Senin, 06 Oktober 2014

Datang untuk pergi

Sin hanya memandangi telepon genggam miliknya, matanya was-was memperhatikan layar hitam yang sedari tadi tak menyala. Beberapa kali, led merahnya menyala, pesan atau chat bbm mulai menghampiri handphone, tapi beberapa menit setelahnya ia hanya meletakkan handphonenya kembali dengan hembusan nafas yang terdengar lelah. Bukan pesan atau bbm yang ia tunggu.

Ia menghempaskan tubuhnya diatas kasur miliknya, dadanya seketika menjadi sesak. Air wajahnya mendadak menjadi berubah, tak ada senyum manis miliknya, matanya menatap lurus, kosong pandangannya. Beberapa menit selanjutnya, air matanya menetes begitu saja.

Hari ini, semuanya datang lagi, perasaan yang ia tidak tahu apa, perasaan yang tak pernah bisa ia ceritakan kepada teman-temannya, perasaan yang akhirnya selalu membuatnya menangis, perasaan yang selalu ia simpan sendiri, tak membaginya kepada yang lain karena tak pernah tahu cara memulai untuk membaginya. Perasaan yang selalu menghilang saat ia bersama teman-temannya dan perasaan yang selalu datang saat semuanya sudah tak bersamanya.

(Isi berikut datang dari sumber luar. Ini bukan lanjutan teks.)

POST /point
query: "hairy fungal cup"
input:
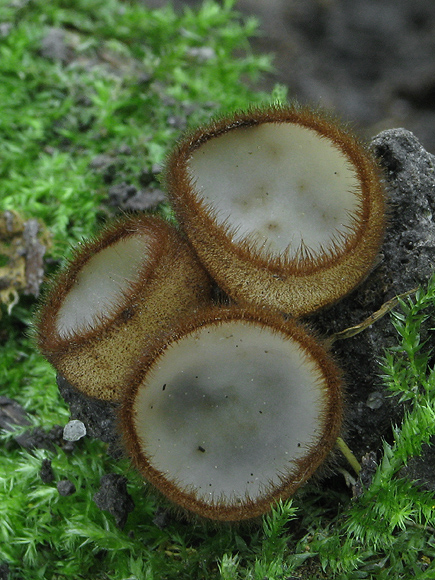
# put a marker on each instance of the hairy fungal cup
(284, 206)
(236, 410)
(114, 299)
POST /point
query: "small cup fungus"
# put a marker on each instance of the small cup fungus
(236, 410)
(119, 293)
(284, 206)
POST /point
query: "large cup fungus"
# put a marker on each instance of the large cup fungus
(236, 410)
(118, 294)
(225, 409)
(284, 206)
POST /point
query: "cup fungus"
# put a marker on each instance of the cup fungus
(117, 295)
(284, 206)
(236, 410)
(225, 409)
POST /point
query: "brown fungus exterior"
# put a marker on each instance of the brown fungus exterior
(235, 410)
(301, 272)
(118, 294)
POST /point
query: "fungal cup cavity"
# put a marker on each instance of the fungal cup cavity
(279, 185)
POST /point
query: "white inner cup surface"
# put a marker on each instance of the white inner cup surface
(101, 287)
(279, 184)
(227, 409)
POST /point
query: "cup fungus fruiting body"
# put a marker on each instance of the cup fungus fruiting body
(237, 410)
(284, 207)
(116, 296)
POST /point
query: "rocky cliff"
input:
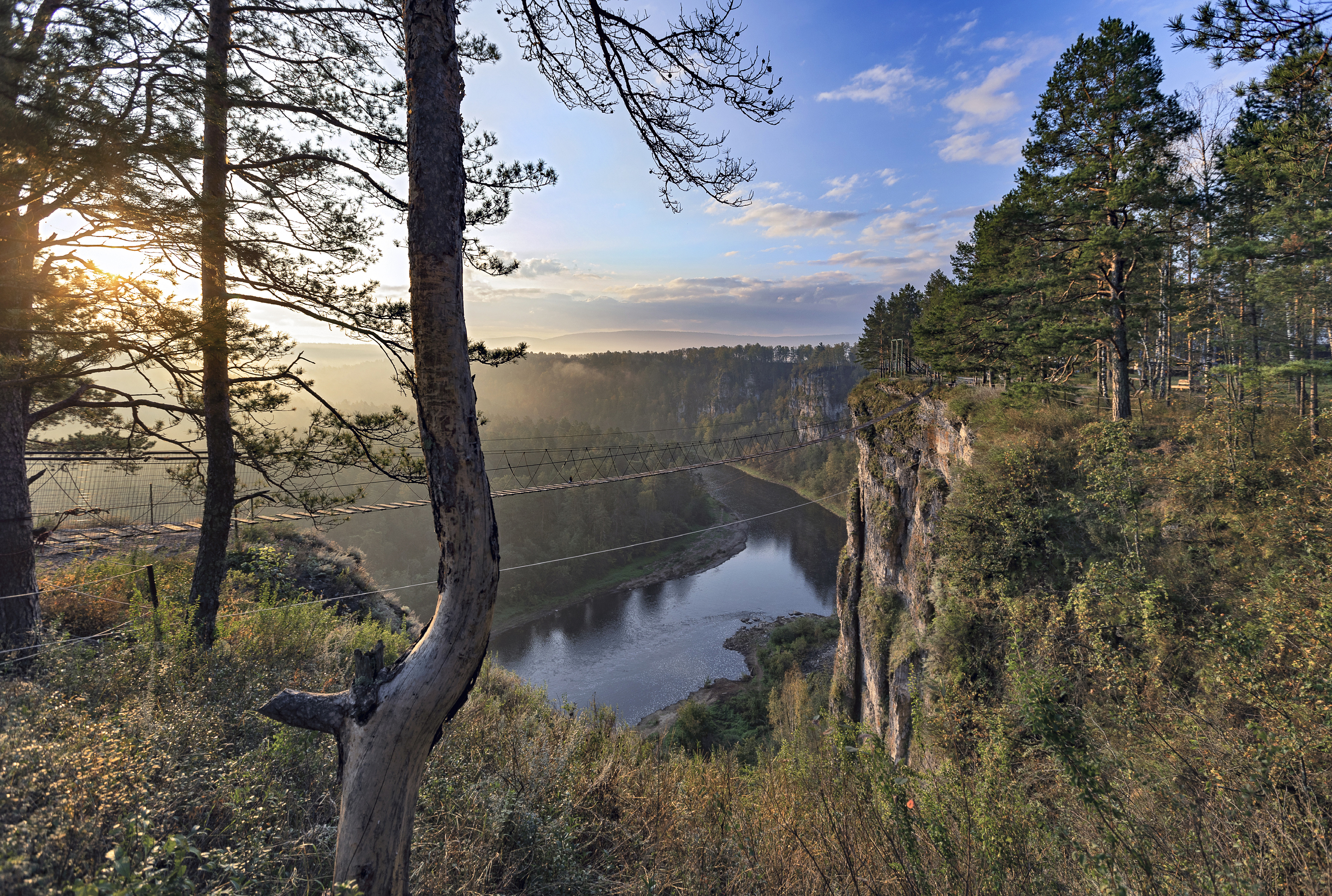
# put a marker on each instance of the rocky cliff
(908, 466)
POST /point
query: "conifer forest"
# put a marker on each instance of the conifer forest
(956, 525)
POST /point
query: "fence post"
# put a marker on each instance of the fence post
(152, 596)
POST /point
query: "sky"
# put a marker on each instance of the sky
(909, 119)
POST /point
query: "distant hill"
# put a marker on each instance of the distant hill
(348, 353)
(658, 341)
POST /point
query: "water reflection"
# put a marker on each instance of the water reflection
(647, 649)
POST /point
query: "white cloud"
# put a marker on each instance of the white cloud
(988, 103)
(982, 107)
(541, 268)
(782, 220)
(842, 187)
(882, 84)
(897, 225)
(959, 37)
(980, 147)
(914, 265)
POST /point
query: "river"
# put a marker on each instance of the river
(647, 649)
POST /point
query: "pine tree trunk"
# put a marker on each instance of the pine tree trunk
(1121, 400)
(19, 605)
(220, 485)
(388, 722)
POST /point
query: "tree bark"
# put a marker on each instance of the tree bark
(388, 722)
(220, 482)
(21, 607)
(1121, 400)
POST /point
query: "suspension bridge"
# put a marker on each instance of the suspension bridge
(87, 485)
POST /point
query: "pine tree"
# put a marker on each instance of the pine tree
(1060, 265)
(593, 56)
(83, 119)
(873, 348)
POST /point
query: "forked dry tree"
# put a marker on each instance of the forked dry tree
(594, 58)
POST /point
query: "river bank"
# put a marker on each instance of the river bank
(837, 504)
(704, 552)
(748, 642)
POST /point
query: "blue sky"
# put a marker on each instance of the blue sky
(908, 119)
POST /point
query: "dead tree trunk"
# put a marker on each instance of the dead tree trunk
(388, 722)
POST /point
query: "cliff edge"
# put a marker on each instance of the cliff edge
(908, 466)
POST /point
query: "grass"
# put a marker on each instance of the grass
(1127, 693)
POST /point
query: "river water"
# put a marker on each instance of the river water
(647, 649)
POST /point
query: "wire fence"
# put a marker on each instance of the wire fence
(120, 629)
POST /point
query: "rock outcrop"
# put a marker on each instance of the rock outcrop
(908, 466)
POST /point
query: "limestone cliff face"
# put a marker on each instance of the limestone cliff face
(909, 464)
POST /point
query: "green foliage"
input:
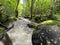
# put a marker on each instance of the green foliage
(50, 22)
(7, 10)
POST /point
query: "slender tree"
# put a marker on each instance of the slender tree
(17, 8)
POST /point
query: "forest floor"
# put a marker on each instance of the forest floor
(21, 34)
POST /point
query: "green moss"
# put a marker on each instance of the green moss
(50, 22)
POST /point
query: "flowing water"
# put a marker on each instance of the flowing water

“Aku benci seperti ini.” Katanya dalam isak tangisnya.

***


Dua bulan yang lalu seseorang hadir dengan senyumannya yang indah. Dua bulan yang lalu Sin seperti melihat seseorang yang akan membawanya pergi dari kesendiriannya. Dua bulan yang lalu hatinya mulai ia buka, meski tak benar-benar ia buka, tetapi perlahan-lahan ia memberi celah untuk lelaki itu.

Glenn. Lelaki yang baru saja memberikan sebuah pengharapan baru untuk Sin. Lelaki yang datang secara mendadak, tanpa pernah disangka-sangka oleh Sin. Lelaki yang Sin kenal sebagai teman kampusnya. Ya, mereka adalah teman kampus. Mereka tak pernah saling sapa sebelumnya, saling bertukar canda bahkan tidak pernah saling bertukar senyum. Mereka saling acuh satu sama yang lain.
Dan hari itu, Glenn menghampiri Sin yang sedang asik membaca novelnya, membuat gadis dengan rambut yang selalu ia kuncir kuda itu bingung. Sin tidak pernah menduga sebelumnya Glenn akan menghampirinya saat itu. Tidak banyak basa-basi diantara mereka, hanya sebuah senyuman simpul diawal tatapan dan diikuti pengenalan satu sama yang lain. Hanya itu, diantara mereka.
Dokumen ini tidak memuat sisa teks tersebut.